During Hanukkah, we light the candles on the Menorah, one for each night, and sing songs after dinner. Sometimes we exchange gifts (well mostly Andrew and I give the kids presents), and we always have a night of making latkes and playing dreidel, usually with friends. One of the gifts we always give our family is tickets to see a musical, and this year we’re so excited to see War Horse, which is receiving rave reviews. (Well, Andrew and I are excited. The kids are…teenagers who don’t get excited about much, especially seeing shows with their parents.)

This year I’m sure that Solomon and Celia will still light the candles with us and eat some fried potato latkes topped with applesauce and sour cream.

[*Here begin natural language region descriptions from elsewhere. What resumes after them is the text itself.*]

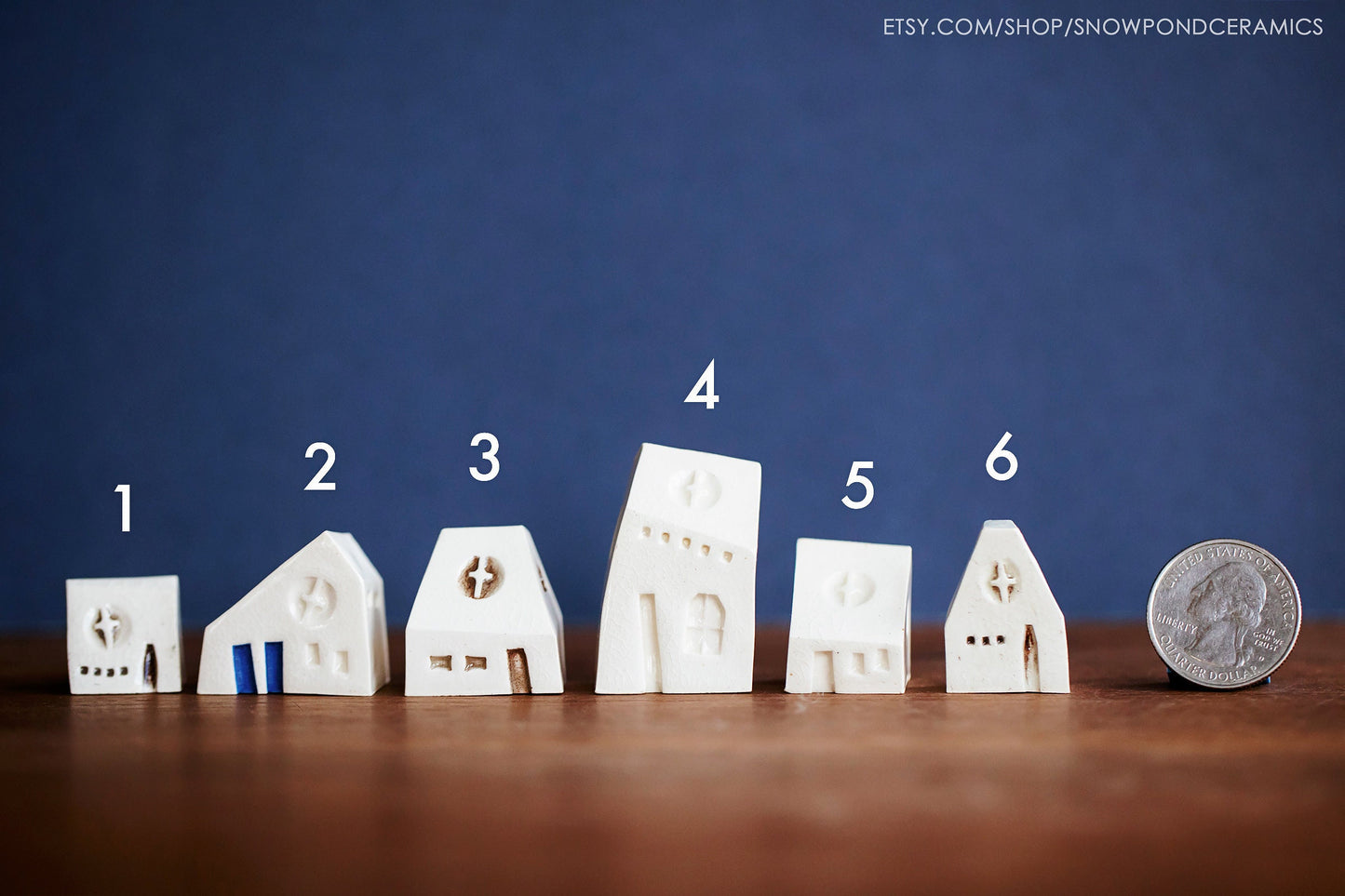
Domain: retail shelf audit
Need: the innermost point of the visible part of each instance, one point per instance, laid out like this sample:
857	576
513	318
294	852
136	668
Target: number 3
868	485
489	455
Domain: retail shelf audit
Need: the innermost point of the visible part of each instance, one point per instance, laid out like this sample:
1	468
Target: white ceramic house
486	619
679	604
315	626
1005	633
850	627
123	635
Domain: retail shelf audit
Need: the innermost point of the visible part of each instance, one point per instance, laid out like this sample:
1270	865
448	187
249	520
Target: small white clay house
486	619
850	624
679	603
314	626
1003	631
123	635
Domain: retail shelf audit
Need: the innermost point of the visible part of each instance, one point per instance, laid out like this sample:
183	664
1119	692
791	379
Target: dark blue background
233	230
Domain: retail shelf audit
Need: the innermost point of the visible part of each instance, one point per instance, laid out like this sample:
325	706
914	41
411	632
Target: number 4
706	382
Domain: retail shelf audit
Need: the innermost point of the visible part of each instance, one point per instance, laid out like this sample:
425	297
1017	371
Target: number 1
126	506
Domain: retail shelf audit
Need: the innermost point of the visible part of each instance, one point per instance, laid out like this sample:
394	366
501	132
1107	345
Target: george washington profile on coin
1226	607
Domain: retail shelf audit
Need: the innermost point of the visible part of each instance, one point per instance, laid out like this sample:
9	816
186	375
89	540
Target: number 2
868	485
487	455
705	382
126	506
316	483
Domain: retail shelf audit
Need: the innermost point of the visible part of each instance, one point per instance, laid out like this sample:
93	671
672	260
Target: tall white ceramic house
850	626
123	635
1005	633
679	604
486	619
314	626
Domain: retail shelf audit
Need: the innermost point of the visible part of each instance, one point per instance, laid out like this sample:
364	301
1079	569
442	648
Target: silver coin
1224	614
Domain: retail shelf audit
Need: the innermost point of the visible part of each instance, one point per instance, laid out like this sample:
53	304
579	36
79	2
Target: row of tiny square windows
686	543
447	663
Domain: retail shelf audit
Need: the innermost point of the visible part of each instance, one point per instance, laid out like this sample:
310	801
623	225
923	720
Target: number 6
1001	452
868	485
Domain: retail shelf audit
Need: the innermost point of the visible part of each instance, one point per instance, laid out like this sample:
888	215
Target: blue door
275	667
245	675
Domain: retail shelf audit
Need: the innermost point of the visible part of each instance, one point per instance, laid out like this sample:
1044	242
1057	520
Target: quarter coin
1224	614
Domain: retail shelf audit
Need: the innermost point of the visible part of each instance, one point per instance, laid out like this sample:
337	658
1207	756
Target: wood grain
1123	784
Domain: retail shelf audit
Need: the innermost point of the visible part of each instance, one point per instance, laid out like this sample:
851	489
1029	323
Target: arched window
705	626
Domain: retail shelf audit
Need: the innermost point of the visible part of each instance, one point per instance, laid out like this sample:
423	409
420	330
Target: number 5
868	485
487	455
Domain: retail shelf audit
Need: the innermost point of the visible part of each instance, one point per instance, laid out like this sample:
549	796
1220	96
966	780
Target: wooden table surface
1123	784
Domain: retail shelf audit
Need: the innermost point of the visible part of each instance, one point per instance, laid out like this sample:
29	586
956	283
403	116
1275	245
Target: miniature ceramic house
850	627
486	619
315	626
679	604
1005	631
123	635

But I’m not sure they’ll agree to make edible menorahs and dreidels with me. So during Hanukkah I’m going to round up some of my favorite youngsters in the neighborhood, like my friend Sharon Cichy’s daughters who still get excited about Hanukkah crafts, and we’re going to make some healthy edible Menorahs (Menorahs are ceremonial candle holders that hold candles for the eight nights of Hanukkah, plus a taller “helper” candle to light the others.)

To make the Menorahs, use crunchy vegetables as the candles and serve hummus or your favorite dip on the side.  Use your imagination with olives, sweet red or green bell pepper, green beans, celery, carrots, mushrooms, asparagus, cauliflower, and broccoli.  Hard boiled egg halves or sliced radishes make great candle flames.  For a party activity, put out plates of different veggies or fruit and let everyone make their own creation.

If you’d like to try my potato latke recipe and make edible dreidels out of pretzels, marshmallows and chocolate kisses, recipes are here: http://www.pbs.org/parents/kitchenexplorers/2010/11/30/hanukkah-latkes-and-spinning-dreidels/

Many Jewish families eat brisket and noodle kugel with their potato latkes.

If your family doesn’t celebrate Hanukkah but you are inspired to make edible holiday decorations, check out these edible Christmas tree ideas from Cute Food for Kids:  http://www.cutefoodforkids.com/2011/12/12-35-edible-christmas-tree-craft-ideas.html

What is your family’s favorite edible craft or meal during the holiday season?